Davis and Saltzman were scheduled to be sentenced Friday, but the hearing was continued. They face a mandatory penalty of life in prison without parole. Jurors voted 11-1 to convict after three hours of deliberation.
Judge David Ritchie ordered the defendants, who had been free on bond, to be taken into custody immediately after the verdict was read on May 10. The trial lasted three weeks.
Testimony revealed that Brian Davis’ bullet-riddled body was found July 1, 2009, about 30 yards from his car off Wagon Wheel Lane south of Lake Charles. Detectives said the investigation eventually pointed to Davis and Saltzman as the killers.

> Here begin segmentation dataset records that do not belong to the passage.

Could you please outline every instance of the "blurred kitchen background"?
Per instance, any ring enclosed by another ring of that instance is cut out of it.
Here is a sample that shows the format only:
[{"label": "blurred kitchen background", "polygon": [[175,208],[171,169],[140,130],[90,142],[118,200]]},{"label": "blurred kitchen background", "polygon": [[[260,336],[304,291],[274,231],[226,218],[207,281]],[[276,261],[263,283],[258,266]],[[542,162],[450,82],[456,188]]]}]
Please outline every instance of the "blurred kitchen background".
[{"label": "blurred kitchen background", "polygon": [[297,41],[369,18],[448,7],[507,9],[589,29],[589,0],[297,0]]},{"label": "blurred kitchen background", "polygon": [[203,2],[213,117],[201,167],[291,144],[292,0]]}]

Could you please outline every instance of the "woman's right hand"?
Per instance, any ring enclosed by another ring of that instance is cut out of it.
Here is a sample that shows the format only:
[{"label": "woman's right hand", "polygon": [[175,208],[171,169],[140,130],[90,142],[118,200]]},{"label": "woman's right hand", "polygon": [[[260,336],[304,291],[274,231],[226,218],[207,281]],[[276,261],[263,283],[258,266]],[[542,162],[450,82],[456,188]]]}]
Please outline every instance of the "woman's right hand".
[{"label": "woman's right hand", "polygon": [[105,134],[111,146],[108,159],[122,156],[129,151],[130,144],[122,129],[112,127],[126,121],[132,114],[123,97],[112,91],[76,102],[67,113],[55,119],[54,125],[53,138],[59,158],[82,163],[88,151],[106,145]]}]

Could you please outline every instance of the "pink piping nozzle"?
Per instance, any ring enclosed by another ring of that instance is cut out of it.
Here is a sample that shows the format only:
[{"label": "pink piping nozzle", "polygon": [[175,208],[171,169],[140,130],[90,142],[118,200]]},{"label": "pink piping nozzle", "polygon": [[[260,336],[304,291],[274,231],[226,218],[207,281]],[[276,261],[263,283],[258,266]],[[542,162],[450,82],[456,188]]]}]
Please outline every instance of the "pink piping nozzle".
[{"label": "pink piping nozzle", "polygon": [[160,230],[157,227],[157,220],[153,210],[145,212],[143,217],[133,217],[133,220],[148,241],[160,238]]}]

Prosecutor Rick Bryant said during trial that the women could have had three motives for murder: Brian Davis’ extramarital affairs, money and insurance policies.
Jurors learned through several witnesses that Brian Davis had relationships with women while he was married to Robyn.
Financial records introduced during trial showed the Davises’ accounts were overdrawn, but that they continued to make withdrawals at video poker establishments.
Bryant said Davis was the beneficiary for nearly $645,000 in life insurance policies on her husband. He said Davis lied to police about some of these policies.
FBI Special Agent William Shute testified that the defendants’ cellphone records revealed inconsistencies in their accounts of what happened the day Brian disappeared.
Defense attorneys Glen Vamvoras and Shane Hinch claimed cellphone records were not specific enough to be used to dispute a person’s exact location.
Their communications expert, John Minor, agreed and said the records analyzed by Shute were not reliable enough to be used for that purpose.
Vamvoras and Hinch also claimed the Calcasieu Parish Sheriff’s Office investigation into the homicide was fraught with errors. Vamvoras said such a “shoddy” investigation should never be enough to put someone away for the rest of his or her life.